Bei strahlendem Sonnenschein ist der 1. FC Union Berlin am Donnerstag in ein kurzes Trainingslager gestartet. Der neue Chefcoach, der Schweizer Urs Fischer, will es nutzen, um seine Spieler kennenzulernen - auch bei gemeinsamen WM-Fernsehabenden.

rbb|24: Herr Fischer, seit ihrer Vorstellung beim 1. FC Union sind ein paar Wochen vergangen. Wie sind denn die Reaktionen aus ihrer Heimat? Ich habe gelesen, Sie sind erst der neunte Trainer, der in Deutschland in der ersten oder zweiten Liga tätig ist.

Urs Fischer: Ja, das habe ich auch gelesen. Die Reaktionen waren positiv. Viele Leute haben mir zu diesem Schritt gratuliert. Ich denke, das ist etwas sehr Positives für den Start.

Wie ist denn Ihr erster Eindruck von der Mannschaft?

Aus meiner Sicht sehr positiv, aber das braucht natürlich seine Zeit. Ich denke, dass es einen ganz anderen Schwung gibt, wenn der erste Eindruck positiv ist. Es macht Spaß mit den Jungs, sie ziehen sehr gut mit im Training. Es ist eine Mischung zwischen konzentriertem Arbeiten und Freude und Spaß. Ich bin wirklich sehr zufrieden.

Die Vorbereitung ist noch lang. Was haben Sie sich vorgenommen – welche Schwerpunkte wollen Sie setzen?

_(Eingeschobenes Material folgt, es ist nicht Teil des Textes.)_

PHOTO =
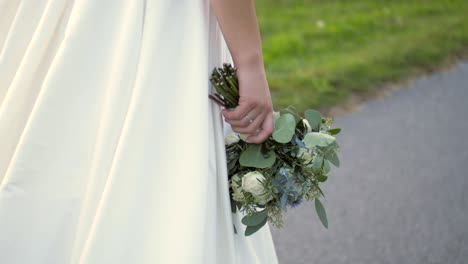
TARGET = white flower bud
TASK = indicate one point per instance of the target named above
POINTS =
(307, 125)
(251, 183)
(304, 154)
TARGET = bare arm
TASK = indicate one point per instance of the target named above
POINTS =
(254, 114)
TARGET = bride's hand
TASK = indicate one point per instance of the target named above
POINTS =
(254, 114)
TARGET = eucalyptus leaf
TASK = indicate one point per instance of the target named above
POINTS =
(334, 131)
(321, 213)
(255, 219)
(313, 139)
(291, 110)
(276, 115)
(317, 163)
(332, 157)
(252, 156)
(314, 119)
(322, 178)
(284, 128)
(252, 229)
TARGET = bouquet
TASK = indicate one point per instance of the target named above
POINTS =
(285, 170)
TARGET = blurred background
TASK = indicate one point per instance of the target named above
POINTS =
(394, 74)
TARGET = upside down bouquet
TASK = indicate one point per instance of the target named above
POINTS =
(285, 170)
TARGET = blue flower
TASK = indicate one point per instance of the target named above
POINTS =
(296, 202)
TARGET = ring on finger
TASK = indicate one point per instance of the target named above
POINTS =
(249, 119)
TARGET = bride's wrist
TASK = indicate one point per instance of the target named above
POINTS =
(249, 64)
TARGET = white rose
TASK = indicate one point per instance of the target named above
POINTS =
(263, 199)
(235, 182)
(304, 154)
(307, 125)
(251, 183)
(231, 138)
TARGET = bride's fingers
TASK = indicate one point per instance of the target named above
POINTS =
(265, 132)
(247, 120)
(252, 127)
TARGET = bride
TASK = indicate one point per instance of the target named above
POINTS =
(111, 150)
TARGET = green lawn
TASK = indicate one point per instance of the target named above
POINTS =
(317, 53)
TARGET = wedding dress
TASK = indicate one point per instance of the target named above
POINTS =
(111, 151)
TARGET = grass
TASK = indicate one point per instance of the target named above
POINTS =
(318, 53)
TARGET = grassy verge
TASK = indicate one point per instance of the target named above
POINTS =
(318, 53)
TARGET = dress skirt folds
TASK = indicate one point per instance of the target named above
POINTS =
(111, 151)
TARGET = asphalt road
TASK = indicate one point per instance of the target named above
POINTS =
(401, 193)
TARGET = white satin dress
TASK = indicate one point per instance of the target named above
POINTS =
(111, 151)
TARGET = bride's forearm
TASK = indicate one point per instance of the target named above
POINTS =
(238, 22)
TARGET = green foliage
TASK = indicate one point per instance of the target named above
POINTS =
(253, 157)
(265, 179)
(284, 128)
(318, 53)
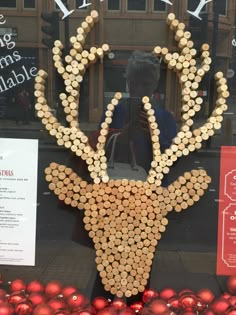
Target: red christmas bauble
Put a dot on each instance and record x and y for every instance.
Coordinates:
(99, 302)
(136, 306)
(127, 311)
(53, 288)
(206, 295)
(57, 303)
(231, 311)
(158, 306)
(118, 304)
(37, 298)
(68, 290)
(62, 311)
(76, 300)
(43, 309)
(6, 309)
(188, 302)
(17, 285)
(219, 306)
(231, 285)
(35, 286)
(2, 292)
(149, 295)
(173, 303)
(16, 297)
(232, 300)
(167, 293)
(24, 308)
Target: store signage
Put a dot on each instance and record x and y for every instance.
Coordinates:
(226, 254)
(18, 191)
(86, 3)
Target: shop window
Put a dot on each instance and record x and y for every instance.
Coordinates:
(29, 4)
(193, 4)
(8, 4)
(134, 5)
(113, 4)
(159, 6)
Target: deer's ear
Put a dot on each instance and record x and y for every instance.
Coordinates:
(188, 189)
(67, 185)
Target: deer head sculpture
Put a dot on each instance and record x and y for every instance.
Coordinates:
(125, 218)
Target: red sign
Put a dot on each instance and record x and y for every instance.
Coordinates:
(226, 251)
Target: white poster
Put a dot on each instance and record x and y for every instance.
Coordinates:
(18, 194)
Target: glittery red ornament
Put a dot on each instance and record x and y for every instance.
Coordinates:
(16, 297)
(173, 303)
(188, 302)
(136, 306)
(219, 306)
(6, 309)
(53, 288)
(231, 285)
(68, 290)
(149, 295)
(167, 293)
(35, 286)
(118, 304)
(76, 300)
(37, 298)
(109, 310)
(206, 295)
(232, 300)
(24, 308)
(231, 311)
(43, 309)
(99, 302)
(17, 285)
(2, 292)
(57, 303)
(158, 306)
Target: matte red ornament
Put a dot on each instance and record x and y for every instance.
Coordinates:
(68, 290)
(43, 309)
(167, 293)
(24, 308)
(118, 304)
(232, 300)
(136, 306)
(76, 300)
(219, 306)
(53, 288)
(173, 303)
(149, 295)
(37, 298)
(231, 285)
(35, 286)
(99, 302)
(6, 309)
(109, 310)
(17, 285)
(158, 306)
(206, 295)
(16, 297)
(57, 303)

Dieses Kurztrainingslager ist in erster Linie dazu da, dass wir uns kennen lernen. Ich glaube nicht, dass man sich in zwei Tagen kennen lernen kann, das braucht Zeit. Im Trainingslager ist man relativ nah zusammen. Man isst gemeinsam, wir schauen WM-Spiele zusammen. Dabei können wir uns viel besser kennenlernen als bei einer Trainingseinheit. Diese Zeit müssen wir auch gut nutzen.

Natürlich geht es in erster Linie um Fußball. Es gilt, ein Fundament zu erarbeiten, damit wir dann bereit sind, die erste Hälfte der Meisterschaft zu bestreiten.

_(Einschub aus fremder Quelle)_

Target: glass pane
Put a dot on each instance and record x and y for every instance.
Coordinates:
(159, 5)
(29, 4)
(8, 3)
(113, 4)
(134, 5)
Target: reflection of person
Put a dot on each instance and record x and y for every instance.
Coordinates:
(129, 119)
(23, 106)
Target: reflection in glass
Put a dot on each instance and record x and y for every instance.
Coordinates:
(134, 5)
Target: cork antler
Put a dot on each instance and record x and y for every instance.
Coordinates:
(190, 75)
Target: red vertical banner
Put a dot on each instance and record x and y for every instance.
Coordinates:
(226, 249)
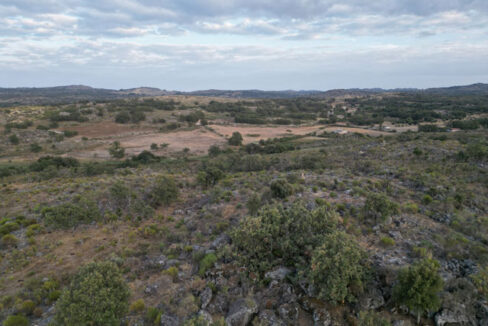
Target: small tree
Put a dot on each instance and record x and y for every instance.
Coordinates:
(97, 295)
(281, 188)
(116, 151)
(418, 287)
(337, 268)
(378, 208)
(164, 191)
(235, 139)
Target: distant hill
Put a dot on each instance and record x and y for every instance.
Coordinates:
(74, 93)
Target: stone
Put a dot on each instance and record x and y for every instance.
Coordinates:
(167, 320)
(321, 317)
(241, 312)
(268, 317)
(206, 297)
(451, 317)
(278, 274)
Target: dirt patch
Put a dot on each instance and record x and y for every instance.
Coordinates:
(255, 133)
(106, 129)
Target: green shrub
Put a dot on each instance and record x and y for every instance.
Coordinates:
(372, 318)
(116, 151)
(418, 287)
(337, 268)
(137, 306)
(209, 176)
(163, 192)
(27, 307)
(427, 199)
(387, 241)
(15, 320)
(206, 263)
(9, 240)
(235, 139)
(97, 295)
(277, 236)
(68, 215)
(281, 188)
(378, 208)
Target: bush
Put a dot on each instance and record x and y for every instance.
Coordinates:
(387, 241)
(14, 139)
(235, 139)
(137, 306)
(163, 192)
(68, 215)
(281, 237)
(116, 151)
(337, 268)
(9, 240)
(15, 320)
(418, 287)
(97, 295)
(281, 188)
(206, 263)
(372, 318)
(378, 208)
(209, 176)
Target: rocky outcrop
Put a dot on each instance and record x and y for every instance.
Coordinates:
(241, 312)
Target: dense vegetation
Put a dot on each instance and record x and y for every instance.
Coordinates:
(378, 224)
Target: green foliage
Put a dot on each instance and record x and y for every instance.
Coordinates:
(235, 139)
(98, 295)
(68, 215)
(280, 188)
(337, 268)
(116, 151)
(372, 318)
(15, 320)
(163, 192)
(206, 263)
(254, 204)
(378, 208)
(278, 236)
(387, 241)
(9, 240)
(137, 306)
(418, 286)
(14, 139)
(209, 176)
(480, 280)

Zum Thema Fußball-WM: Müssen nicht die Spieler eher Sie unterstützen? Ihr Land ist ja noch bei der WM dabei, während Deutschland bereits ausgeschieden ist.

Wir haben das Spiel gemeinsam verfolgt. Die Stimmung war nicht positiv. Ich denke, man darf der Schweiz ein Kompliment machen. Es gibt keine einfachen Gegner mehr – das hat man an Deutschland gesehen. Du musst 90 Minuten lang Leistung abrufen, um am Schluss als Sieger vom Platz zu gehen. Das hat gestern bei den Deutschen nicht so gut geklappt, aber das ist nun mal Fußball.

Das Gespräch führte Stephanie Baczyk.